In one writer’s estimation, the Orioles have the worst farm system in baseball. So...that’s not ideal.

MLB: Spring Training-St. Louis Cardinals at Baltimore Orioles Douglas DeFelice-USA TODAY Sports

Good morning, Camden Chatters.

OK, look. The Orioles are going to be terrible this season. They’ll probably have the worst record in baseball. I know it. You know it. And the Orioles certainly know it. But at least help is on the way in the minor league system, right?

Well...maybe not. As Mark Brown discussed yesterday, the Orioles ranked dead last in Keith Law’s 2019 farm system rankings on ESPN. Ouch.

That is, of course, just one man’s opinion, although Law is one of the go-to pundits for prospect evaluation. He’s not just throwing darts here. And even if you think he’s being an overly harsh grader, most minor league experts agree that the Orioles’ overall system ranks somewhere in the bottom third of the league.
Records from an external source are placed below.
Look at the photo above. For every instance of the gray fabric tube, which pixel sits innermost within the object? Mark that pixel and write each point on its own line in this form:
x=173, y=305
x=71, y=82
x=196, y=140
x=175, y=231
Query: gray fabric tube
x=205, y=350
The O’s have several intriguing prospects who could develop into solid players, but few if any are projected to be future stars.

So as the Orioles’ prospects make their way to the majors, don’t expect them to immediately turn the team into a contender. Mike Elias and his staff have a lot more work to do to replenish the Birds’ talent, up and down the system. If nothing else, the organization should get a nice shot in the arm in June, when the Orioles hold the first overall pick in the amateur draft (and the first pick in every round thereafter).
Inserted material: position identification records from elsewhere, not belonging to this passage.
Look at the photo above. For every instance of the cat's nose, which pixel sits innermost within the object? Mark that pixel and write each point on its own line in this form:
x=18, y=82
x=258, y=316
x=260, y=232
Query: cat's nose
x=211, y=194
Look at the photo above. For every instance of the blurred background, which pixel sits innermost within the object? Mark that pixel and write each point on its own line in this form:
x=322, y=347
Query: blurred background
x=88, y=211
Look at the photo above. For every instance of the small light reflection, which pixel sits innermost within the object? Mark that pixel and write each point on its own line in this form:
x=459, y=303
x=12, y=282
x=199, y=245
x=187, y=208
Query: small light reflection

It’s going to be a long process. But that’s what we signed up for, isn’t it?


Baltimore Orioles: Top Ten Prospects Heading Into 2019 - Birds Watcher
Speaking of Orioles prospects, Birds Watcher chimes in with their staff’s top 10. Can’t argue much with these, and the usual names — DL Hall, Ryan Mountcastle, and Yusniel Diaz — make up the top three. (Oh, uh...spoiler alert.)

Hyde: “I know our players are unbelievably energized” - School of Roch
It’s easy to be energized when the season starts. The trick will be staying energized in August when the club is careening toward another 100-loss season. Hyde, at least, seems up to the challenge.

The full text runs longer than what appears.